Two days later, the doctor performed the procedure and discovered that Hauser’s uterus was much larger than the physical exam had indicated and that a minimally invasive LAVH was no longer possible. In his notes, he reported, “There was essentially no access to the lateral aspects of the uterus to be able to perform the surgery laparoscopically.” As a result, the surgeon opted to perform a much more extensive total abdominal hysterectomy (TAH).
Following surgery, the patient suffered severe complications prior to her release from the hospital 10 days later.
At trial, the plaintiff claimed that she had not consented to the TAH and that the alternatives had not been explained to her.
What the court said
In December 2020, the North Carolina Court of Appeals sided with the defendants, finding that the plaintiff had given informed consent. The court cited the North Carolina General Statutes, noting that “a written consent that meets certain standards and is signed by the patient is presumed to be a valid consent.
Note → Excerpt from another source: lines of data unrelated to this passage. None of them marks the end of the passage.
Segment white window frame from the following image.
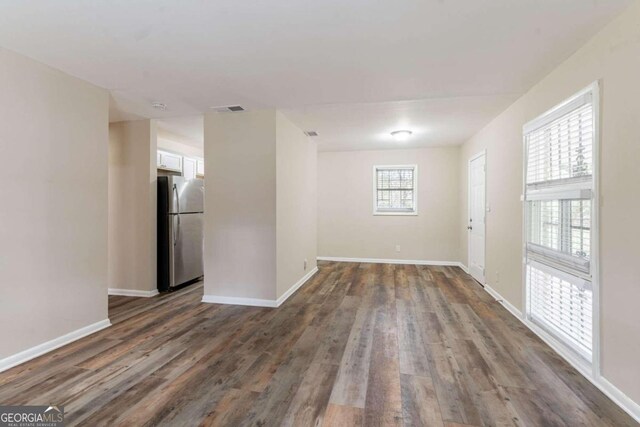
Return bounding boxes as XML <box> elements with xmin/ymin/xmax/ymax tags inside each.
<box><xmin>372</xmin><ymin>165</ymin><xmax>418</xmax><ymax>216</ymax></box>
<box><xmin>521</xmin><ymin>81</ymin><xmax>601</xmax><ymax>381</ymax></box>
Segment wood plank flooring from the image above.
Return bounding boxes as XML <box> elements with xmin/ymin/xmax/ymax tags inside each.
<box><xmin>0</xmin><ymin>262</ymin><xmax>637</xmax><ymax>427</ymax></box>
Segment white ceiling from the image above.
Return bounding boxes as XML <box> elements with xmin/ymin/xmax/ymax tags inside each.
<box><xmin>0</xmin><ymin>0</ymin><xmax>631</xmax><ymax>149</ymax></box>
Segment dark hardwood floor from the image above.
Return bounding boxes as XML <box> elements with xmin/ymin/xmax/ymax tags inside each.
<box><xmin>0</xmin><ymin>263</ymin><xmax>636</xmax><ymax>427</ymax></box>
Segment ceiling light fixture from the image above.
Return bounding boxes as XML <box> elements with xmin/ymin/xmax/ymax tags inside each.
<box><xmin>391</xmin><ymin>130</ymin><xmax>413</xmax><ymax>142</ymax></box>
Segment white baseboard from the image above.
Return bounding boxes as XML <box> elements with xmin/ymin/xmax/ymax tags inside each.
<box><xmin>0</xmin><ymin>319</ymin><xmax>111</xmax><ymax>372</ymax></box>
<box><xmin>596</xmin><ymin>376</ymin><xmax>640</xmax><ymax>423</ymax></box>
<box><xmin>276</xmin><ymin>267</ymin><xmax>318</xmax><ymax>307</ymax></box>
<box><xmin>484</xmin><ymin>285</ymin><xmax>640</xmax><ymax>422</ymax></box>
<box><xmin>202</xmin><ymin>295</ymin><xmax>278</xmax><ymax>307</ymax></box>
<box><xmin>202</xmin><ymin>267</ymin><xmax>318</xmax><ymax>308</ymax></box>
<box><xmin>317</xmin><ymin>256</ymin><xmax>466</xmax><ymax>270</ymax></box>
<box><xmin>109</xmin><ymin>288</ymin><xmax>158</xmax><ymax>298</ymax></box>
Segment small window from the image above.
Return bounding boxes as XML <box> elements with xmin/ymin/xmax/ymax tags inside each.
<box><xmin>373</xmin><ymin>165</ymin><xmax>418</xmax><ymax>215</ymax></box>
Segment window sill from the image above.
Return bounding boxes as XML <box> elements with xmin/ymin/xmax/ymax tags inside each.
<box><xmin>373</xmin><ymin>211</ymin><xmax>418</xmax><ymax>216</ymax></box>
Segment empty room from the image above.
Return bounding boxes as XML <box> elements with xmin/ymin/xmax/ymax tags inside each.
<box><xmin>0</xmin><ymin>0</ymin><xmax>640</xmax><ymax>427</ymax></box>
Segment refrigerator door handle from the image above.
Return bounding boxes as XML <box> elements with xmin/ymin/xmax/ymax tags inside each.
<box><xmin>173</xmin><ymin>184</ymin><xmax>180</xmax><ymax>214</ymax></box>
<box><xmin>171</xmin><ymin>215</ymin><xmax>180</xmax><ymax>247</ymax></box>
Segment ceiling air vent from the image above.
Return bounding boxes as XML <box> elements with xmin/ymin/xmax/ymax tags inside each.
<box><xmin>209</xmin><ymin>105</ymin><xmax>244</xmax><ymax>113</ymax></box>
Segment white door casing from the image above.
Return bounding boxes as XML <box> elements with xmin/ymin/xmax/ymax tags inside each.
<box><xmin>467</xmin><ymin>151</ymin><xmax>486</xmax><ymax>285</ymax></box>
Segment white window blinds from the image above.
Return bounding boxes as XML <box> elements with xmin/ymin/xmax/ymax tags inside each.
<box><xmin>524</xmin><ymin>87</ymin><xmax>596</xmax><ymax>362</ymax></box>
<box><xmin>373</xmin><ymin>166</ymin><xmax>417</xmax><ymax>215</ymax></box>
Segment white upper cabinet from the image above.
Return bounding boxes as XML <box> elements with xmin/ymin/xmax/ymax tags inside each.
<box><xmin>182</xmin><ymin>157</ymin><xmax>196</xmax><ymax>179</ymax></box>
<box><xmin>196</xmin><ymin>160</ymin><xmax>204</xmax><ymax>176</ymax></box>
<box><xmin>157</xmin><ymin>151</ymin><xmax>182</xmax><ymax>172</ymax></box>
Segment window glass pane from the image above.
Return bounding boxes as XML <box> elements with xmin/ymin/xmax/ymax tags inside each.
<box><xmin>376</xmin><ymin>168</ymin><xmax>415</xmax><ymax>211</ymax></box>
<box><xmin>527</xmin><ymin>199</ymin><xmax>591</xmax><ymax>260</ymax></box>
<box><xmin>527</xmin><ymin>104</ymin><xmax>593</xmax><ymax>184</ymax></box>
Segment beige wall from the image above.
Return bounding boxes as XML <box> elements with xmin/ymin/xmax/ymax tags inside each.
<box><xmin>204</xmin><ymin>110</ymin><xmax>276</xmax><ymax>300</ymax></box>
<box><xmin>276</xmin><ymin>112</ymin><xmax>318</xmax><ymax>297</ymax></box>
<box><xmin>158</xmin><ymin>133</ymin><xmax>204</xmax><ymax>157</ymax></box>
<box><xmin>459</xmin><ymin>1</ymin><xmax>640</xmax><ymax>402</ymax></box>
<box><xmin>318</xmin><ymin>147</ymin><xmax>460</xmax><ymax>261</ymax></box>
<box><xmin>0</xmin><ymin>49</ymin><xmax>109</xmax><ymax>359</ymax></box>
<box><xmin>204</xmin><ymin>110</ymin><xmax>317</xmax><ymax>302</ymax></box>
<box><xmin>109</xmin><ymin>120</ymin><xmax>157</xmax><ymax>291</ymax></box>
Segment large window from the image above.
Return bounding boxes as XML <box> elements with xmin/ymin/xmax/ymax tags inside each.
<box><xmin>373</xmin><ymin>165</ymin><xmax>418</xmax><ymax>215</ymax></box>
<box><xmin>524</xmin><ymin>84</ymin><xmax>598</xmax><ymax>363</ymax></box>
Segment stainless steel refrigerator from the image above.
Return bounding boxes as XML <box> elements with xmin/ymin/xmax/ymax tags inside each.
<box><xmin>158</xmin><ymin>176</ymin><xmax>204</xmax><ymax>291</ymax></box>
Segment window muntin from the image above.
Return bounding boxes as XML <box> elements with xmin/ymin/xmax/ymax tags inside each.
<box><xmin>373</xmin><ymin>165</ymin><xmax>417</xmax><ymax>215</ymax></box>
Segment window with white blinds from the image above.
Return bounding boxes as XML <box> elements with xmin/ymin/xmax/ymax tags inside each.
<box><xmin>524</xmin><ymin>85</ymin><xmax>597</xmax><ymax>362</ymax></box>
<box><xmin>373</xmin><ymin>165</ymin><xmax>418</xmax><ymax>215</ymax></box>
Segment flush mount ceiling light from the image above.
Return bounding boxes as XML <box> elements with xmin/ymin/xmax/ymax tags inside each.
<box><xmin>391</xmin><ymin>130</ymin><xmax>413</xmax><ymax>142</ymax></box>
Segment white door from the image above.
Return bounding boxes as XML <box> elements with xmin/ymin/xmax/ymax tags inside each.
<box><xmin>467</xmin><ymin>153</ymin><xmax>486</xmax><ymax>285</ymax></box>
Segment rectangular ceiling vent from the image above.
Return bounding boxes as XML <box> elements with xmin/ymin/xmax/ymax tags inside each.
<box><xmin>211</xmin><ymin>105</ymin><xmax>244</xmax><ymax>113</ymax></box>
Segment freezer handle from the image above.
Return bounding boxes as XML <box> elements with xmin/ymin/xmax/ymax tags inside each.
<box><xmin>173</xmin><ymin>184</ymin><xmax>180</xmax><ymax>214</ymax></box>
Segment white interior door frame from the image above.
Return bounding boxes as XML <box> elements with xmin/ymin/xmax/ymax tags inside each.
<box><xmin>467</xmin><ymin>149</ymin><xmax>487</xmax><ymax>286</ymax></box>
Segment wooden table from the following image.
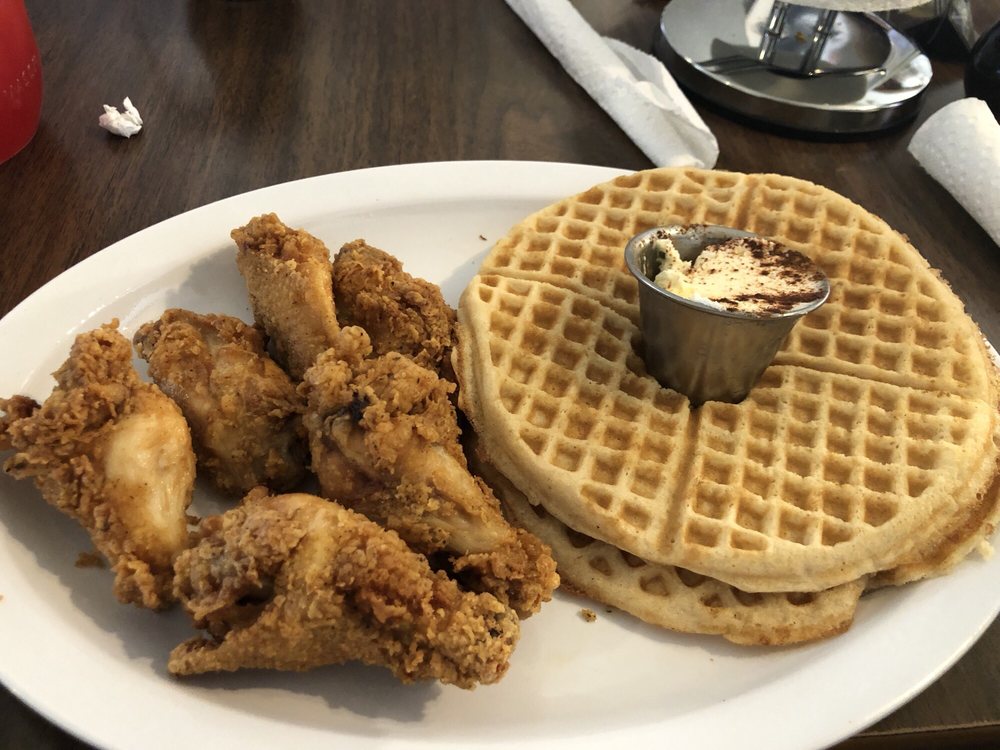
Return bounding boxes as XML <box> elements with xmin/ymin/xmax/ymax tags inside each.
<box><xmin>0</xmin><ymin>0</ymin><xmax>1000</xmax><ymax>750</ymax></box>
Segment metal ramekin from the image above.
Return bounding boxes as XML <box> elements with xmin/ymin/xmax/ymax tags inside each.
<box><xmin>625</xmin><ymin>224</ymin><xmax>830</xmax><ymax>406</ymax></box>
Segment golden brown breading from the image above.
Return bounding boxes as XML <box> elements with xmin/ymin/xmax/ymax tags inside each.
<box><xmin>5</xmin><ymin>321</ymin><xmax>195</xmax><ymax>609</ymax></box>
<box><xmin>133</xmin><ymin>308</ymin><xmax>307</xmax><ymax>496</ymax></box>
<box><xmin>0</xmin><ymin>396</ymin><xmax>39</xmax><ymax>451</ymax></box>
<box><xmin>300</xmin><ymin>328</ymin><xmax>559</xmax><ymax>617</ymax></box>
<box><xmin>333</xmin><ymin>240</ymin><xmax>455</xmax><ymax>380</ymax></box>
<box><xmin>231</xmin><ymin>214</ymin><xmax>339</xmax><ymax>380</ymax></box>
<box><xmin>168</xmin><ymin>490</ymin><xmax>519</xmax><ymax>688</ymax></box>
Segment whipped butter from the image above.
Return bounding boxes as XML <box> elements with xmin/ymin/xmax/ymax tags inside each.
<box><xmin>653</xmin><ymin>236</ymin><xmax>825</xmax><ymax>316</ymax></box>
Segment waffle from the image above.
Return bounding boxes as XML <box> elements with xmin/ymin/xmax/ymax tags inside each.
<box><xmin>475</xmin><ymin>461</ymin><xmax>865</xmax><ymax>646</ymax></box>
<box><xmin>455</xmin><ymin>169</ymin><xmax>1000</xmax><ymax>592</ymax></box>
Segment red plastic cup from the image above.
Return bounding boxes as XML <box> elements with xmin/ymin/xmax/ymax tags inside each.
<box><xmin>0</xmin><ymin>0</ymin><xmax>42</xmax><ymax>164</ymax></box>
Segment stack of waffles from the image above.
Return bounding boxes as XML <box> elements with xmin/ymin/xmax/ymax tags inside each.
<box><xmin>454</xmin><ymin>169</ymin><xmax>1000</xmax><ymax>644</ymax></box>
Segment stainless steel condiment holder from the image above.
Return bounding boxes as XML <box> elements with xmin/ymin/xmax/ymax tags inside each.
<box><xmin>625</xmin><ymin>225</ymin><xmax>830</xmax><ymax>406</ymax></box>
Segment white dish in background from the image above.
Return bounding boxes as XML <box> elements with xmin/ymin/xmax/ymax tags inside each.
<box><xmin>0</xmin><ymin>162</ymin><xmax>1000</xmax><ymax>750</ymax></box>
This presumption may be subject to rebuttal only upon proof that such consent was obtained by fraud, deception or misrepresentation of a material fact.”
The court also found that the actions of the defendants in obtaining the patient’s consent was in accordance with standards of practice and that a reasonable person, from the information provided, would have a general understanding of the procedures and of the usual and most frequent risks and, given the information, would have undergone such a procedure.
While the consent form signed by Hauser identified the LAVH as the procedure, it also contained this verbiage: “Unexpected events may happen during the operation…. They may require a different procedure from that listed above. If this happens, I give permission for such surgical procedures determined to be necessary.”
“Based on the plain language of the consent form, Ms. Hauser’s signature evidenced her authorization for defendant doctor to perform the LAVH and ‘such surgical procedures determined to be necessary,’” the court held.
The plaintiff, however, compared her consent to a patient agreeing to minor left hand surgery but receiving major surgery on her right foot. But as the defendant’s medical expert witness, Dr. Andre Hall, pointed out, the “actual consent” given by the plaintiff was to “remove the uterus.” Dr. Hall explained that it “would have been a completely different issue if…Ms. Hauser, say, woke up and her gall bladder was removed.”
The Hauser decision demonstrates that once a compliant consent form is signed, it is binding and cannot be overcome except in cases of fraud, deception or misrepresentation. The decision also serves as a reminder for healthcare providers to discuss both the planned procedure and any other procedures that may become necessary during surgery.